A novel method for assessing time zero of cementitious pastes using ultrasonic pulse in corrugated tubes (UPCT)

¹ PhD Student in the Post Graduate Program in Structures and Civil Construction, University of Brasília, Campus Universitário Darcy Ribeiro, Brasília, Brazil
² C5Lab - Sustainable Construction Materials Association, Edifício Central Park, Rua Central Park 6, 2795-242 Linda-a-Velha, Portugal
³ Professor in the Post Graduate Program in Structures and Civil Construction, University of Brasília, Campus Universitário Darcy Ribeiro, Brasília, Brazil
⁴ LNEC - National Laboratory for Civil Engineering, Av. do Brasil 101, 1700-066 Lisboa, Portugal
⁵ LNEC - National Laboratory for Civil Engineering, Av. do Brasil 101, 1700-066 Lisboa, Portugal

Abstract

The Time Zero in cementitious mixtures marks the transition from a fluid suspension to a rigid structure, a critical phase for shrinkage analysis. This paper proposes a novel technique to measure Time Zero in cementitious materials through Ultrasonic Pulse in Corrugated Tubes (UPCT), originally used for autogenous shrinkage measurements. The corrugated tube design enables ultrasonic wave transmission while accommodating material deformation, preventing loss of contact due to volumetric changes. Cement pastes with a 0.35 water-to-binder ratio were tested, including a reference mixture with Portland cement and a second mixture incorporating 0.3% of a superabsorbent polymer (SAP).
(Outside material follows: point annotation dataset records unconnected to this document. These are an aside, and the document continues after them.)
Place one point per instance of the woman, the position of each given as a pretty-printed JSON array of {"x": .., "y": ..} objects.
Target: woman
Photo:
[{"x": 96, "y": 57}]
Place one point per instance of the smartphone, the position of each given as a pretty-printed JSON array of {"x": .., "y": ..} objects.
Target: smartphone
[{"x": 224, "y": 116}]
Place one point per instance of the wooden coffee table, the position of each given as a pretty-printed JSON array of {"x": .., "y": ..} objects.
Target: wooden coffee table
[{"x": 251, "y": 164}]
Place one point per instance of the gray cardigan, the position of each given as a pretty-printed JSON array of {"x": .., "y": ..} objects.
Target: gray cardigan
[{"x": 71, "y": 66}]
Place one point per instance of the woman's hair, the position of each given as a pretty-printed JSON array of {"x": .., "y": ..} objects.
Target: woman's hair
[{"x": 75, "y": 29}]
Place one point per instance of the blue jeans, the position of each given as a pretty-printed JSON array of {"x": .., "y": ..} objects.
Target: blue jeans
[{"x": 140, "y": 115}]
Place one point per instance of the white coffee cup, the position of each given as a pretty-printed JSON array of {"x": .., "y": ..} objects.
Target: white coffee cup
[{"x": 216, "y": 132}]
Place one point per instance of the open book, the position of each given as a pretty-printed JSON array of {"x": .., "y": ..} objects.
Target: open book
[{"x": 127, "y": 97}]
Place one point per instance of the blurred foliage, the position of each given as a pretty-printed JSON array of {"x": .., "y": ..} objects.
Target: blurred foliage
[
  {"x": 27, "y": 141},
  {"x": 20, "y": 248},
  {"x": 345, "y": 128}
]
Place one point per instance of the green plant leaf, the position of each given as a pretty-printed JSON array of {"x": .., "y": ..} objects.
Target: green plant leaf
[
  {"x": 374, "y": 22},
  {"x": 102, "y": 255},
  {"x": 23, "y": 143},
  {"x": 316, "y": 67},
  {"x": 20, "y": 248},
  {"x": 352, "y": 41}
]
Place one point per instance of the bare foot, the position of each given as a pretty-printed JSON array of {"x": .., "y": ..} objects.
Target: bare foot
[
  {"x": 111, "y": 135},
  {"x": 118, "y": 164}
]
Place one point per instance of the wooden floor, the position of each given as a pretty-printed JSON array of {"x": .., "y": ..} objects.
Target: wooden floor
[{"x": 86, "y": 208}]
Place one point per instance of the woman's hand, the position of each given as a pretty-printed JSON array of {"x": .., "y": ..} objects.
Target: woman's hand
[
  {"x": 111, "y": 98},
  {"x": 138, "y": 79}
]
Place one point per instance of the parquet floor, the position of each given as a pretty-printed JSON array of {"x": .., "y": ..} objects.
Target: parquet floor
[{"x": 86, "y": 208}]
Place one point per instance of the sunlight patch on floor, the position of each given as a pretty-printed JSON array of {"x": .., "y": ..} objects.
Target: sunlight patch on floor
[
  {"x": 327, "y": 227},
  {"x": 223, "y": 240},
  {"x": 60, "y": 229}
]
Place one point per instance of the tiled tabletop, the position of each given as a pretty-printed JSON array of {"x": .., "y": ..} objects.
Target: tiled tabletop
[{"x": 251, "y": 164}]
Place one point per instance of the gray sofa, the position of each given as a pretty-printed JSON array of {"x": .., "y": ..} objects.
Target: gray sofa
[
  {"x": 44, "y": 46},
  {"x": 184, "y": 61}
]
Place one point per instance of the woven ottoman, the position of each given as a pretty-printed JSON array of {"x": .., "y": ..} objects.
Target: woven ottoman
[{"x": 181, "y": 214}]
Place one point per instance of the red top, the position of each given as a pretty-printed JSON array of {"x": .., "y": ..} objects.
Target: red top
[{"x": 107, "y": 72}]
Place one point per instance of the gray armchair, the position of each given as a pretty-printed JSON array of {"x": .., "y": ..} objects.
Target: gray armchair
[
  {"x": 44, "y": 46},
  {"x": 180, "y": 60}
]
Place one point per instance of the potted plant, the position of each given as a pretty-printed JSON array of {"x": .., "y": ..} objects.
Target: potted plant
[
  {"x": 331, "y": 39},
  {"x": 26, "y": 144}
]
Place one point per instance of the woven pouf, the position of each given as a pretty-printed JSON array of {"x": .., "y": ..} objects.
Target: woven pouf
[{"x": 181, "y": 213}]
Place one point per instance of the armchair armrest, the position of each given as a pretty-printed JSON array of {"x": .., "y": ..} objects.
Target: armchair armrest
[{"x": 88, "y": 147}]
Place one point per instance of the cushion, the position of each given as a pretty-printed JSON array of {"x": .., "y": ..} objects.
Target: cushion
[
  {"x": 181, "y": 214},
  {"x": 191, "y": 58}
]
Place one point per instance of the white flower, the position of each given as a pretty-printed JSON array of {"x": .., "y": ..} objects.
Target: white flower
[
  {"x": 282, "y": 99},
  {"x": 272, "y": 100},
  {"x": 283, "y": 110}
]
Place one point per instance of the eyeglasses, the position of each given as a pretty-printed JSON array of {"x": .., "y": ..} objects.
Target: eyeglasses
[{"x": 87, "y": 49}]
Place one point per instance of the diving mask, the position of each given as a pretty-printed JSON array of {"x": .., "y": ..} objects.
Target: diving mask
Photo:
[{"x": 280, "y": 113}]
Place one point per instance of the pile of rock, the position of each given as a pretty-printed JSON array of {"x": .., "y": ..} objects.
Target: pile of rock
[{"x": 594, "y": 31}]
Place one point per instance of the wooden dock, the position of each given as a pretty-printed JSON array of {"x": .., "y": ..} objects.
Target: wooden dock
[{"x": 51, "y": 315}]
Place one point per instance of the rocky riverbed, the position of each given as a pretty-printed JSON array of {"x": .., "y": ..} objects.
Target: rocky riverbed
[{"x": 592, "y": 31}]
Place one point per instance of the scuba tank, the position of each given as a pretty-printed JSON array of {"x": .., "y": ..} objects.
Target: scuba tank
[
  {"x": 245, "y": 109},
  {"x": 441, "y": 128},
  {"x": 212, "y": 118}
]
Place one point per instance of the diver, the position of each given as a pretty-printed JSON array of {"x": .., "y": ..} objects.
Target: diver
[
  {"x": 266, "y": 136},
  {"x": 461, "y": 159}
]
Time Zero was determined through ultrasonic pulse propagation time, VICAT needle penetration, and autogenous shrinkage tests using corrugated tubes. Results indicate that, for the reference mix, time-zero measurements were consistent across all methods, validating the ultrasonic approach proposed. However, in the SAP-modified mix, discrepancies arose, particularly in Vicat results, suggesting a delayed mechanical stiffening process. In cement paste with SAP, the reserve of water that the polymer allows, which is then released as hydration continues, may explain the observed delay in the kinetics of solid formation and is responsible for the reduction in autogenous shrinkage. These findings highlight the effectiveness of ultrasonic techniques in measuring the global structural evolution of cementitious materials. Nevertheless, variations in mixture composition and hydration mechanisms may compromise the reliability of certain methods, such as Vicat needle penetration, for accurately determining the transition to the hardening stage in cementitious materials.